Kim has never looked more beautiful. It is too late, but I wish I could tell her of the warmth and respect I harbor for her—for her tenacity, for her unblinking honesty, her selfless devotion to her family. She is very Vietnamese and very un-Vietnamese all at once. Fate is an obligation I don’t understand—the reasons that random beast passed over her deserving soul in favor of mine.
19
Jade-Giant
A great hue-and-cry rang throughout the refugee compound, wails and curses the likes of which were never heard again. A mob howled that their water supply had been poisoned.

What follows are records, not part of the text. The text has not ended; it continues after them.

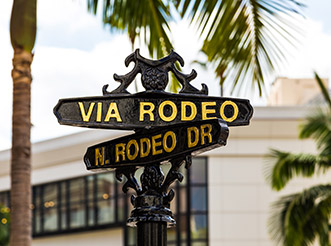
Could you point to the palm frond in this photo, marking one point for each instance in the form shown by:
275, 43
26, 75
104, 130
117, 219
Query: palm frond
284, 166
246, 40
147, 19
298, 218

We heard it from the railroad track where we were playing among the warehouses and freight yards. Within a few months of being stranded at the facility, Huy, Tien, and I, unable to enroll at the local Indonesian elementary school, had turned into dock rats. We scooted through a gap under the wall and brought up the tail of the mob. They were chasing someone along the edge of the compound, which wasn’t really a refugee facility—Jakarta didn’t officially have one. It was a low-security prison for petty foreign criminals and illegal aliens awaiting deportation, a sort of holding pen for live cargo in transition.
Apart from the crooks, there were four groups at the compound: refugees like our family; dock clerks and government officials; guards who kept an eye on everything; and the compound staff, which included servants, caretakers, and kitchen hands. It was the staff who were up in arms, screaming that the culprit had disgraced them, soiled them. They shouted horrible things. A terrible humiliation on their heads.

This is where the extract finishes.